After her last exam on Monday Emma said she was relieved.
“It’s a great feeling knowing that I have finished my VCE, but now we have to wait around until December 14 to find out our results,” she said.
Emma believes the Benalla College teachers were one reason why she managed to keep on top of all the stress and pressure during the exams.
“The teachers basically told us that we could ring them at any time during the night and they really wanted us to do as well as we could,” she said.
Emma, who would like to study Human Movement at RMIT, said she was happy with the way her exams went.
“It’s hard to tell how I went but I think I did all right,” she said.
Emma originally had her eyes set on physiotherapy, but said she would be rapt to get into human movement.
“Last year the cutoff point was 130, but there is a new system of marking this year, so I will just have to wait and cross my fingers that I get in.”
Also in the Ensign this week in 1994:
● Australian Defence Industries’ new $150 million ammunition factory in Benalla started production.
● Strong winds toppled a giant Moreton Bay fig tree in the Benalla Gardens.
● Benalla Tae Kwon Do sensation Jessica Harvey on the October Sport Star of the Month award after winning the blue belt middle weight Australian Championships.
● Benalla Demons signed triple Barooga premiership coach Glenn Carroll for the upcoming season.
Bill Sammon, who won the senior best and fairest, and Trevor Harding the reserve XVIII best and fairest, of the Benalla Football Club for 1969, share last week's Ensign-Heinz weekly award.
Bill and Trevor receive a gift hamper, together with a basket, Bill for his wife, Trevor for his mother, from the co-sponsor the Heinz Co.
Equal in status, as far as weekly awards are concerned, both will also become eligible for participation in the Sportsman of the year award for 1969.
The winner will be announced at a gala function at the Chiswell Pavilion on Friday, February 6.
Bill, who was recruited by the Demons in 1965 from Thoona in the BDFL, has played 85 games with the Benalla first 18.
He is one of a select band of players who has never appeared in the reserves.
This year he appeared in 17 games, missing the second game only, because of injury.
He has played in many positions with distinction. In the season just completed he was seen to advantage ruck-roving and on the half-forward flank.
Before playing with Thoona, he was a star at Assumption College, Kilmore.

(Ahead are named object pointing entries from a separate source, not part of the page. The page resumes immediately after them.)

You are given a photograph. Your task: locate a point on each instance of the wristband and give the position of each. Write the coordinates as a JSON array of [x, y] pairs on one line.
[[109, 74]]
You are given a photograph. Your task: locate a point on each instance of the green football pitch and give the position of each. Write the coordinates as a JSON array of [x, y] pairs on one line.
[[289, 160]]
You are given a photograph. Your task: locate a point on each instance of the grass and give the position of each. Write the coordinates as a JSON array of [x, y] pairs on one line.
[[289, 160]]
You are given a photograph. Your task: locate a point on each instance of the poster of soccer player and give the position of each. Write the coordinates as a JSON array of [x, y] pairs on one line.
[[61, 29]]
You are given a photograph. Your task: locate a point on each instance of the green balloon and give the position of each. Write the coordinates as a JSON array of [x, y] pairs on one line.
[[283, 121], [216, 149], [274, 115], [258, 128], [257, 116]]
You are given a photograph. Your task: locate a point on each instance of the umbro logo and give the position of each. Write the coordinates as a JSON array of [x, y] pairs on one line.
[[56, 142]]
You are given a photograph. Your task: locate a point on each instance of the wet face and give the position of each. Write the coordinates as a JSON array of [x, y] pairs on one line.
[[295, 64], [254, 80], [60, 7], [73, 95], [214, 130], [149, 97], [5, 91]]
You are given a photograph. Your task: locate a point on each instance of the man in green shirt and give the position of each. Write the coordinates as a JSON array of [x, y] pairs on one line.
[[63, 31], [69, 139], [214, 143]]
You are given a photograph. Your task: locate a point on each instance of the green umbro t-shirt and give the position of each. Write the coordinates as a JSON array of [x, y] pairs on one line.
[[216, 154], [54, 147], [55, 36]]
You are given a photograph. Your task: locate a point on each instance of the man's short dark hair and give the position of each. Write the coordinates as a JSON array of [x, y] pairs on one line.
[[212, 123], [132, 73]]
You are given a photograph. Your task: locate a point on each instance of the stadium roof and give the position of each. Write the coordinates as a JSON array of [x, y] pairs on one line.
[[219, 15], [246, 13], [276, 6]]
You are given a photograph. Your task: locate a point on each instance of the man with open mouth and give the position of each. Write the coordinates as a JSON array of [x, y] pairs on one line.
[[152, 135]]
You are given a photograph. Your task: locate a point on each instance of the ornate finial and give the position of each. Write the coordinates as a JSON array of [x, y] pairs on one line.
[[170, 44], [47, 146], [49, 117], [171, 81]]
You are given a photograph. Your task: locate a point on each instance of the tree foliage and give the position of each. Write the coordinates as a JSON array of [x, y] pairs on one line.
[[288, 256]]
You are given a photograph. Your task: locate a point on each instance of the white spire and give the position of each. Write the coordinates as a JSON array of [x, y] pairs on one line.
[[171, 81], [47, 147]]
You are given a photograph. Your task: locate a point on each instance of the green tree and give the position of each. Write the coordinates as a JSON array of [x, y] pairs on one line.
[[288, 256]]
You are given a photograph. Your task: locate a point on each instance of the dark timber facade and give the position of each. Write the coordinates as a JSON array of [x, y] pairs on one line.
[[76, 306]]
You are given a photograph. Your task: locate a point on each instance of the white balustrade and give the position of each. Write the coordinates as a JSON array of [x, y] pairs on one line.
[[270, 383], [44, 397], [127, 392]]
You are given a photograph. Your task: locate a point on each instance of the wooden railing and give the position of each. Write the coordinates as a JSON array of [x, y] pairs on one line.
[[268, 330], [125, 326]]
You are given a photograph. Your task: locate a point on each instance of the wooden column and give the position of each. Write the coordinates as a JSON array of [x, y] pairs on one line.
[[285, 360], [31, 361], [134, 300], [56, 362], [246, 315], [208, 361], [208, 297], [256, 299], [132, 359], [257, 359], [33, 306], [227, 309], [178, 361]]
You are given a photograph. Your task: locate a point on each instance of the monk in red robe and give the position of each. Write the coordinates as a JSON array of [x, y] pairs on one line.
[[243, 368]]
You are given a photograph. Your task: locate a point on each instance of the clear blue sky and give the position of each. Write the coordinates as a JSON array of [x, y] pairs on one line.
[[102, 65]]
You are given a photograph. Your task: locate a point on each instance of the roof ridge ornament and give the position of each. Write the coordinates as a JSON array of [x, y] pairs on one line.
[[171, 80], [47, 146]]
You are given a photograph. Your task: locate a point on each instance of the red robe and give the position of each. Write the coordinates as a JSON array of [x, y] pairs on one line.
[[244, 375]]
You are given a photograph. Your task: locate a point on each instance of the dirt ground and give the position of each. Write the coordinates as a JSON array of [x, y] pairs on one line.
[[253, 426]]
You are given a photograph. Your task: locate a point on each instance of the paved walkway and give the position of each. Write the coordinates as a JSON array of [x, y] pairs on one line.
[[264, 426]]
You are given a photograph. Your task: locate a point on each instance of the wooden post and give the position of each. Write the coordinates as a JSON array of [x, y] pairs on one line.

A serious knee-injury almost brought his football to an abrupt conclusion a few years ago.
At about the same time several VFL clubs sought his services.
In the summer months Bill is a keen cricketer. He plays for Bungeet and occupies the position of secretary of the Lake Rowan Cricket Association.
Very popular on and off the field, Bill is held in high esteem within the BFC. Next season should see him join the ranks of centurions and gain his life membership of the club.
Also in the Ensign this week in 1969:
* Benalla Festival Queen Lynette Horsburgh presented Brian Gould with an award for winning the "Sun Tour" (pictured).
* A Violet Town man was sentenced to four weeks in Gaol for acts of violence.
* The Masked ball was due to bring several opera stars to Benalla.
* Benalla councillors approved a donation to the Commonwealth Games.
* More than 2000 people attended a clearing sale just outside Benalla.
* Benalla Rotarians held a "Rural Urban Night".